According to Allen, though, it’s all in a day’s work.

“The team relies on us to do those things,” he said. “We don’t really want the recognition. It’s pretty easy when you have forwards like we do. We just give them the puck. They’re the ones that create all the chances.”

Allen, for his part, has gotten about as much recognition as a defenseman is likely to get. Namely, not a lot of headlines, but still selections as a First-Team East All-American, First-Team All-Hockey East and Hockey East’s Defensive Defenseman of the Year.

On the other hand, Scuderi — known to his teammates as Scud — remains one of the sport’s best kept secrets. Other than being an All-Hockey East honorable mention, his statistical claim to fame is that he holds the Boston College record for career games played with 168, going on 169.

“Bobby Allen is a First-Team All-American who has gotten a lot of accolades and is going to have a terrific career with the Boston Bruins,” said BC coach Jerry York. “He’s been a real catalyst for us.
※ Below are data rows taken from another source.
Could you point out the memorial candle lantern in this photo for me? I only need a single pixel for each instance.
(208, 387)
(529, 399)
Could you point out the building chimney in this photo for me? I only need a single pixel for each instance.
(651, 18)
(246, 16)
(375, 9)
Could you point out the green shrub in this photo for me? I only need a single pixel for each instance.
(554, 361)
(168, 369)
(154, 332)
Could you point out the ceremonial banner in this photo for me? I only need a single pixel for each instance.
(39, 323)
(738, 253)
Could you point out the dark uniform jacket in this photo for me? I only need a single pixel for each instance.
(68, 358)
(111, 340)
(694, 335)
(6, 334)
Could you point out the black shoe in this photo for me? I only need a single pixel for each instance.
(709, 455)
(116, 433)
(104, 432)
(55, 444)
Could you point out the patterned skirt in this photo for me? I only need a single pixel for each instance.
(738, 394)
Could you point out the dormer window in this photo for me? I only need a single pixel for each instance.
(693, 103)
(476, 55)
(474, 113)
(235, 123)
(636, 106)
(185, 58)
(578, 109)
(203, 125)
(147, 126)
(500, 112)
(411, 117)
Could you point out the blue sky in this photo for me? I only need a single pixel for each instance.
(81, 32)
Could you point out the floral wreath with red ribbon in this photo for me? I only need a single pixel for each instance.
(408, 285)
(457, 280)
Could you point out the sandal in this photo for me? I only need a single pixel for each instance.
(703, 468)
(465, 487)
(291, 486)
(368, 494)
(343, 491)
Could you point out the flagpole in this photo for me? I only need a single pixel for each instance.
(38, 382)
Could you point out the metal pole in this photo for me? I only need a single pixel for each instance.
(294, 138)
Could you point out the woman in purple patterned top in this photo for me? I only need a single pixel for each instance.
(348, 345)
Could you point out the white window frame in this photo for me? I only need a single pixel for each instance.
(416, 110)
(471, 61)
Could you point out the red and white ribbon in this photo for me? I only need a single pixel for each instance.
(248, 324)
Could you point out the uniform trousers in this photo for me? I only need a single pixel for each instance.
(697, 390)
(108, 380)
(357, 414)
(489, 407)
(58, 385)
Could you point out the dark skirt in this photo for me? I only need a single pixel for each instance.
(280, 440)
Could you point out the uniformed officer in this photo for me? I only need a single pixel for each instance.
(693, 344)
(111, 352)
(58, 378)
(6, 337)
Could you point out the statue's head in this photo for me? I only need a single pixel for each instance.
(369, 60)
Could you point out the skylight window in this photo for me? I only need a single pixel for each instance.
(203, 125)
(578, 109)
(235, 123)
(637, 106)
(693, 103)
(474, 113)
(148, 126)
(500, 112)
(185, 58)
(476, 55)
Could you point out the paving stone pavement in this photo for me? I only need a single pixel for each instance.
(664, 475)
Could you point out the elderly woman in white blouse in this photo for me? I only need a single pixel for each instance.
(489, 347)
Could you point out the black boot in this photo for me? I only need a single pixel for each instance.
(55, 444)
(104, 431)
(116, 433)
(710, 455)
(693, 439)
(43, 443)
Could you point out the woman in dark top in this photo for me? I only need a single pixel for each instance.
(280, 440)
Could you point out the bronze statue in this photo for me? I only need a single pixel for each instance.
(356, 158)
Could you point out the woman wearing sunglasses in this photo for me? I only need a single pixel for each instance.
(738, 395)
“[But] Rob Scuderi has been a real underappreciated player. He’s just gotten better and better and is playing as well as any defenseman I’ve coached. He’s very, very strong on his feet and makes good plays.

“He’ll be a good addition to Pittsburgh’s lineup next year. He’s an NHL-caliber player.”
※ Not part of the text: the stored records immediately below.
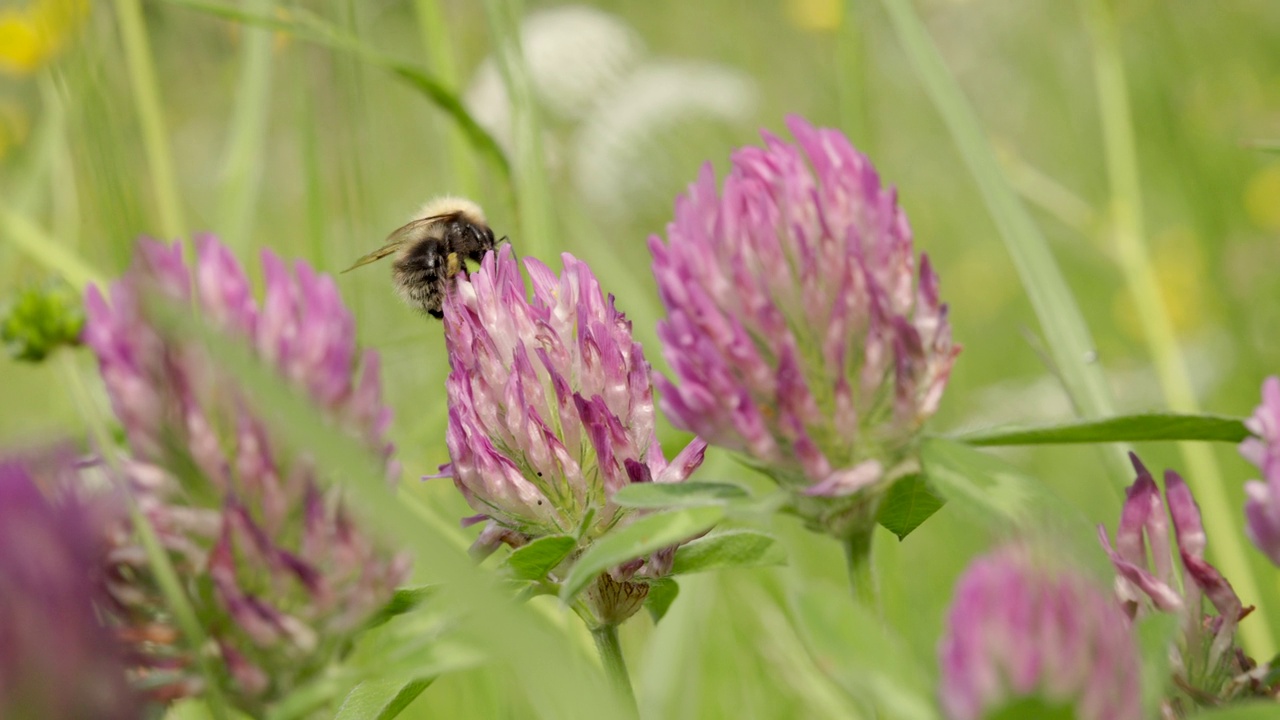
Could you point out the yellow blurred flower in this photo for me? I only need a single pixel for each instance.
(1179, 267)
(33, 33)
(814, 14)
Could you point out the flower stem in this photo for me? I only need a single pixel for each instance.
(611, 656)
(862, 572)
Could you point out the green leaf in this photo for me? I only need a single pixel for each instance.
(662, 593)
(311, 28)
(1033, 709)
(1257, 710)
(405, 664)
(1156, 634)
(1000, 499)
(860, 654)
(534, 560)
(400, 604)
(1125, 428)
(677, 495)
(644, 536)
(988, 490)
(380, 700)
(908, 504)
(197, 709)
(732, 548)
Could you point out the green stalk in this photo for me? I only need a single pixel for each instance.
(862, 569)
(170, 587)
(438, 41)
(533, 196)
(615, 665)
(1065, 332)
(851, 78)
(242, 174)
(1129, 232)
(146, 98)
(40, 246)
Allen shares the view that Scuderi is a far better player than his short list of press clippings would indicate.

“He’s the most underrated player — or one of the most — in the country,” says Allen. “He’s played like an all-star the entire season but it seems that he doesn’t get credit for it because he plays such a simple game. I wish people would realize the value he adds to our team.
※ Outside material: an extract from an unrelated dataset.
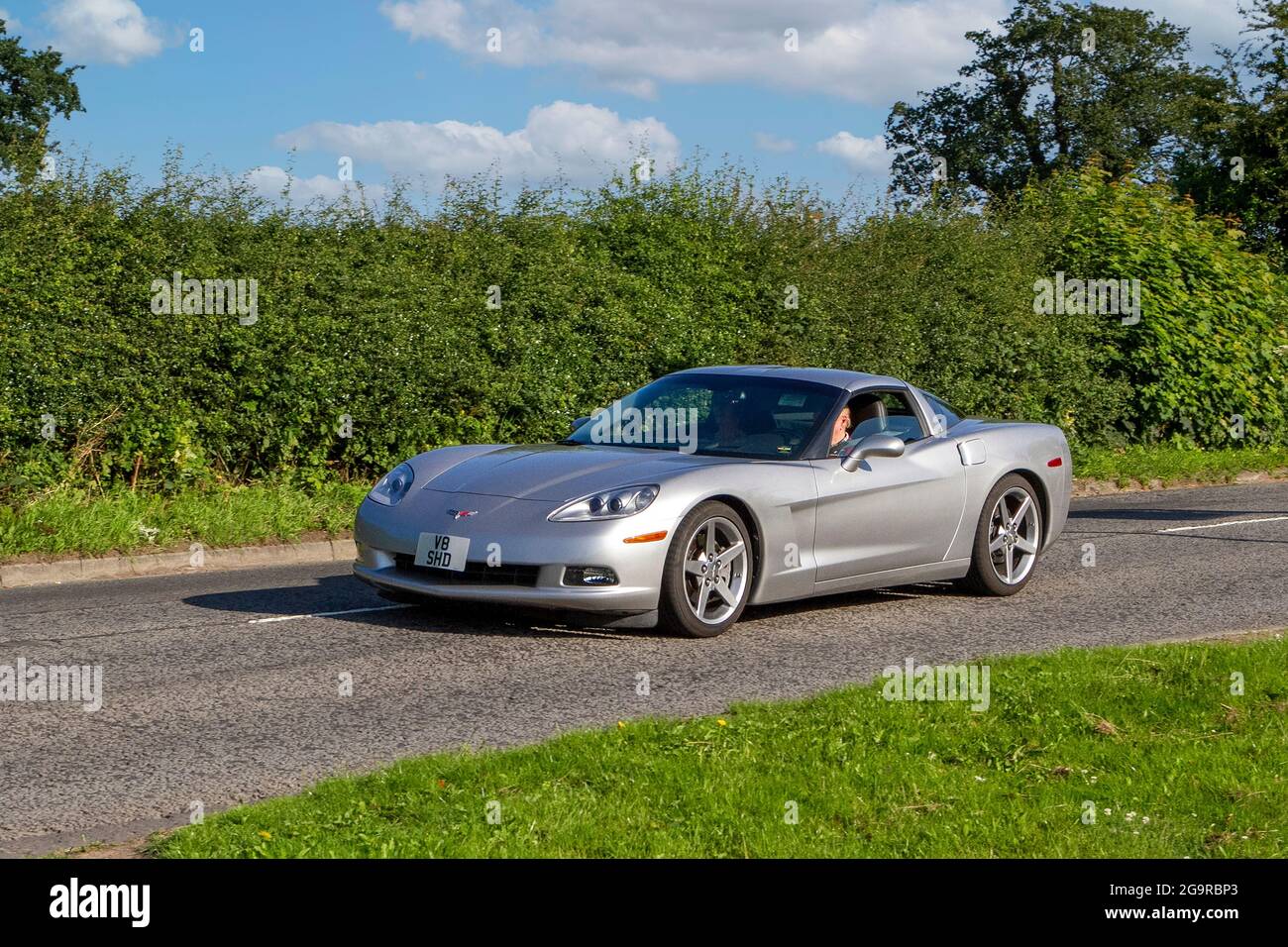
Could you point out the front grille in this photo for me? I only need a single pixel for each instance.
(473, 574)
“Every game in and game out, he’s always there. He’s a tremendous leader on our team.”

Scuderi arrived on the BC campus with little fanfare compared to Mike Mottau the year before him and Allen in his own class. Quietly, though, he has emerged as a defenseman of significant stature.

“I came in without too many expectations, but they gave me a chance to play and I hope to have made the best of it,” he said. “Maybe this year I’ve added a little more offense and improved in some areas. No one plays a perfect game, so there are always some things to work on and that’s what I’m trying to do.”

As for his own impressive, although largely unheralded, game on this evening, Scuderi passed the praise back to his teammates, putting it right on their tape just as he did with the puck to Kobasew in the second period.

“I just happened to get the breaks tonight,” he said. “Chuck is great at getting open. He usually lets you know when he’s open, too. I’m pretty sure that everyone in the building heard his stick bang. I fed the puck to him and he did what he does best, and that’s bury the puck.”

Scuderi is happy just to do his job, help BC win and let others get noticed. Recognition is no big deal.

“It would be different if the top guys who did get recognized were a bunch of prima donnas, but they are just such great team guys that there’s nothing to be jealous of,” he said. “Gionta and Allen and all the people that get a lot of recognition are just such great team guys that it’s tough to be mad at anybody. We have a great team chemistry and no one falls into the trap of being a prima donna.”

Least of all Scuderi, the quietest star behind the headlines, who now cares only about a win for Boston College on Saturday.